GCP省令 概要1

GCP省令(Good Clinical Practice、医薬品の臨床試験の実施の基準に関する省令)は薬機法に定められた医薬品の製造販売承認(14条3項)、医薬品の再審査(14条4の4項)、医薬品の再評価(14条6の4項)の際に必要となる、臨床試験の結果を得るための試験の基準について定めたものです。GCP省令は6章59条からなり、治験の準備・管理・実施、資料準備、治験の依頼等について定めています。

GCP省令の目的は被検者(治験を受ける人)の人権保護、安全性保持、福祉向上と、治験の信頼性確保を目的としています。治験に関する用語についてはGCP省令の総則に述べられています。

治験の準備として、治験を依頼する者(医薬品製造販売企業などによる治験を指すと思われる)と自ら治験を実施する者(医者が治験を実施する際を指すと思われる)によるものがそれぞれ説明されています。2章1節では治験を依頼する者による治験の準備について述べられています。治験を依頼する者は治験に関する業務の手順を定めた文書(業務手順書)を作成します。治験計画書・実施医療機関や治験責任医師の選定、治験薬の管理、副作用情報の収集、記録の保存について手順をあらかじめ定めておき、その手順通りに治験を実施する必要があります。治験に用いる被験薬については治験前に品質・毒性・薬理に関する試験を完了させておきます。毒性・薬理に関しては非臨床試験による確認を終えておくということだと思われます。

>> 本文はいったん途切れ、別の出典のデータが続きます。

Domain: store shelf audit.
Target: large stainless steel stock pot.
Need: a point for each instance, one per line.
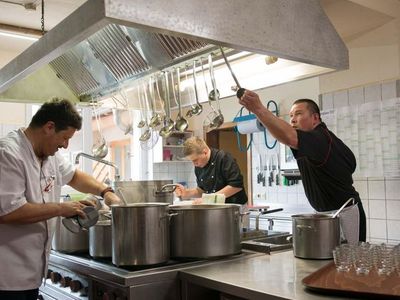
(140, 234)
(315, 235)
(205, 231)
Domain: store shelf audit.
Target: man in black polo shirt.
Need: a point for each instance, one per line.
(325, 163)
(216, 172)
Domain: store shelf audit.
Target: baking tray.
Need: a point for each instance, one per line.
(328, 280)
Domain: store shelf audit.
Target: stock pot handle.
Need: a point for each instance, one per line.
(307, 227)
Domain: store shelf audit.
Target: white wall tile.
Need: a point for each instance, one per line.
(376, 189)
(340, 99)
(356, 96)
(377, 209)
(393, 210)
(361, 187)
(365, 203)
(388, 90)
(377, 241)
(327, 101)
(373, 93)
(302, 199)
(393, 242)
(377, 229)
(393, 230)
(392, 187)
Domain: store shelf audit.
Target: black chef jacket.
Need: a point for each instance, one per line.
(220, 171)
(326, 166)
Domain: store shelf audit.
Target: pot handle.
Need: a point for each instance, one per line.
(169, 215)
(307, 227)
(343, 206)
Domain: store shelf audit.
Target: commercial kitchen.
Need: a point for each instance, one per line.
(146, 76)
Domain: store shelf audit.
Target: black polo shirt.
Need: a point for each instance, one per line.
(326, 166)
(220, 171)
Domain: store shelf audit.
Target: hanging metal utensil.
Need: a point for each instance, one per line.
(99, 149)
(190, 112)
(147, 133)
(180, 123)
(214, 93)
(198, 107)
(169, 124)
(240, 91)
(219, 119)
(208, 121)
(142, 122)
(155, 119)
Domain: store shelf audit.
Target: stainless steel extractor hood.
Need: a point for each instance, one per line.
(105, 43)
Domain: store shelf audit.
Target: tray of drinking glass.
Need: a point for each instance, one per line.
(373, 285)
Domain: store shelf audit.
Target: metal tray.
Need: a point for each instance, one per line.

手順書以外の治験の主な文書は治験実施計画書、治験薬概要書、説明文書の3つです。治験実施計画書は治験の実施内容・方法・目的についてあらかじめ文書として定めたものです。計画書は治験責任医師の合意を必要とします。治験薬概要書は治験に用いる被験薬の情報についてまとめたものです。説明文書は治験責任医師が作成する、被検者に治験の内容を説明し、合意を得るための文書を指します。作成した文書は治験実施前に実施医療機関の長に提出します。

治験の業務を委託する場合には、委託を受けるもの(受託者)との間に委託契約を締結する必要があります。委託契約には業務範囲や手順、依頼者による確認について、受託者からの報告、被験者への保障措置を盛り込みます。同様に、治験を依頼する者と実施医療機関の間でも治験の契約を結びます。